The American pika (Ochotona princeps) is an insanely cute critter often found in above-timberline rock fields in the western U.S.
Because they often live near mountain peaks, there’s been concern that global warming could push them over the top, to extinction. Writing in the Journal of Mammalogy, Smith and Nagy (2015) state that American pikas (Ochotona princeps) “have been characterized as an indicator species for the effects of global warming on animal populations,” citing the works of Smith et al. (2004), Beever and Wilkening (2011) and Ray et al. (2012). Indeed, as they continue, “a consideration of the effects of climate, primarily recent warming trends due to climate change, has dominated much of the recent literature on American pikas and their persistence.” Hoping to provide some additional insight on the subject, the two Arizona State University researchers set out to investigate the resilience of a pika metapopulation residing near Bodie, California, USA, that was exposed to several decades of natural warming.
The investigation, which Smith and Nagy characterized as “the longest study of any pika species,” focused on the Bodie metapopulation for two primary reasons. First, it is “situated at the warmest locality of any longitudinal study of the American pika.” As such, its area of habitat is comparatively warm and fully capable of inducing warm temperature stress. Second, the population has been well-studied, having been censused (for patch occupancy data) several times since the early 1970s. Given these two characteristics of the Bodie metapopulation (location and well-studied) the two researchers were able to test for a relationship between pika extinctions/recolonizations and chronic/acute temperature warming. So what did their analysis reveal?
With respect to chronic temperature warming, Smith and Nagy report that despite a relatively high rate of patch (islands of pika-suitable habitat) turnover across the study location, there was “a near balance” of pika patch extinctions and recolonizations during the past four decades of intense data collection (see figure below). Furthermore, a series of statistical analyses that were performed on the patch turnover and historic temperature data revealed there was “no evidence that warming temperatures have directly and negatively affected pika persistence at Bodie.” In fact, the only significant correlation they found among these two parameters occurred between mean maximum August temperature and the number of pika recolonizations the following year, which correlation was positive, indicating that higher August temperatures lead to a greater rate of pika recolonization the next year, a result which the authors describe as “in the opposite direction of the expectation that climate stress inhibits recolonizations.”

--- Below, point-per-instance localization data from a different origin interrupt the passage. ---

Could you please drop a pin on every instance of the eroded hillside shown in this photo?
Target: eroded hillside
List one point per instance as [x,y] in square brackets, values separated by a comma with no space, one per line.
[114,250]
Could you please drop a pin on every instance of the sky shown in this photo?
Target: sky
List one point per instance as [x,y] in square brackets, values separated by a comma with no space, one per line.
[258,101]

Two decades of patch extinctions and recolonizations in a Bodie, California, American pika (Ochotona princeps) metapopulation. Source: Smith and Nagy (2015).

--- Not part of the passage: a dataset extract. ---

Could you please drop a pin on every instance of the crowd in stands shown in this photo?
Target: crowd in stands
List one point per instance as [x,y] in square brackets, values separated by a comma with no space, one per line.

With respect to acute temperature warming, defined as the number of hot summer days exceeding a temperature threshold of 25°C or 28°C, Smith and Nagy write that “neither warm chronic nor acute temperatures increased the frequency of extinctions of populations on patches, and relatively cooler chronic or acute temperatures did not lead to an increase in the frequency of recolonization events.”

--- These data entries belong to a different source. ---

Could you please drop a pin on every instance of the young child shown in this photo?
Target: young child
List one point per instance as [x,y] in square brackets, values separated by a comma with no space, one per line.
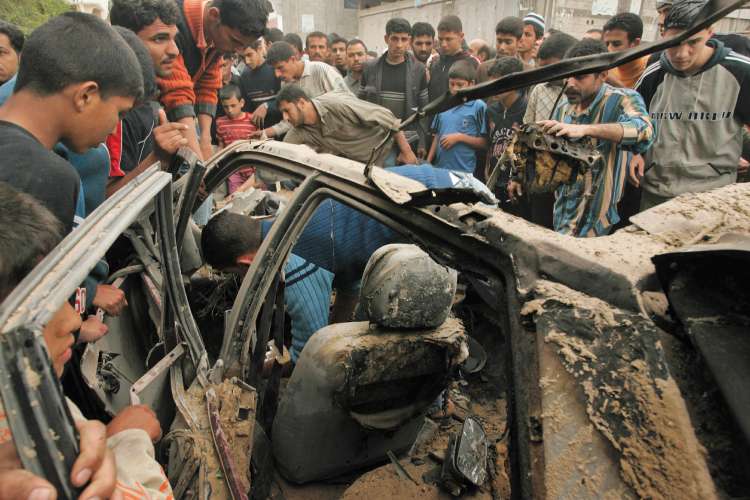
[27,232]
[236,125]
[460,131]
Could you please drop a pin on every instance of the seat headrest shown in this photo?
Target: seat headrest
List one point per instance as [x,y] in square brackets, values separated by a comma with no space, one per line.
[402,287]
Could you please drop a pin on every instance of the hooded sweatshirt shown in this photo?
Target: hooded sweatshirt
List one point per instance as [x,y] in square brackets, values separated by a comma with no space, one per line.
[698,121]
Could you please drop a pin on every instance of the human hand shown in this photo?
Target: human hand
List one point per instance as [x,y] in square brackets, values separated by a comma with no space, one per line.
[259,115]
[450,140]
[110,298]
[636,169]
[92,330]
[168,138]
[570,130]
[136,417]
[515,190]
[407,157]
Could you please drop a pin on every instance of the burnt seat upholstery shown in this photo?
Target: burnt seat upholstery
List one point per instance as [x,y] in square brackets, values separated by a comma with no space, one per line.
[360,389]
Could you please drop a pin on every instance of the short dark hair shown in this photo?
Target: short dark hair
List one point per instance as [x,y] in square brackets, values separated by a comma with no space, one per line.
[138,14]
[556,46]
[628,22]
[228,91]
[291,93]
[511,25]
[356,41]
[505,66]
[464,70]
[150,88]
[315,34]
[682,14]
[586,47]
[335,38]
[422,29]
[451,24]
[228,236]
[279,52]
[294,40]
[28,232]
[14,34]
[274,35]
[249,17]
[397,25]
[75,47]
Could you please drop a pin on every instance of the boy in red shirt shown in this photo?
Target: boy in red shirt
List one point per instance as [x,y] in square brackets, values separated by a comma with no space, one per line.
[236,125]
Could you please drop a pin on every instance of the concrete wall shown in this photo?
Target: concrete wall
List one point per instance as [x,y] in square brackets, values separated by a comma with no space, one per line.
[479,17]
[328,16]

Taken together, the above findings demonstrate that the Bodie metapopulation of American pikas is “resilient at the individual (Smith, 1974) and population scales” to both chronic and acute temperature warming, and has “been so for at least 60 years.” And, as an “indicator species” for the effects of global warming on animal populations, the future for American pikas and other animal species looks bright!
References
Beever, E.A. and Wilkening, J.L. 2011. Playing by new rules: altered climates are affecting some pikas dramatically — and rapidly. The Wildlife Professional 5: 38–41.
Ray, C., Beever, E. and Loarie, S. 2012. Retreat of the American pika: up the mountain or into the void? Pp. 245–270 in Wildlife conservation in a changing climate (J.F. Brodie, E. Post, and D.F. Doak, eds.). University of Chicago Press, Chicago, Illinois.
Smith, A.T. 1974. The distribution and dispersal of pikas: influences of behavior and climate. Ecology 55: 1368–1376.
Smith, A.T., Li, W. and Hik, D. 2004. Pikas as harbingers of global warming. Species 41: 4–5.
Smith, A.T. and Nagy, J.D. 2015. Population resilience in an American pika (Ochotona princeps) metapopulation. Journal of Mammalogy 96: 394–404.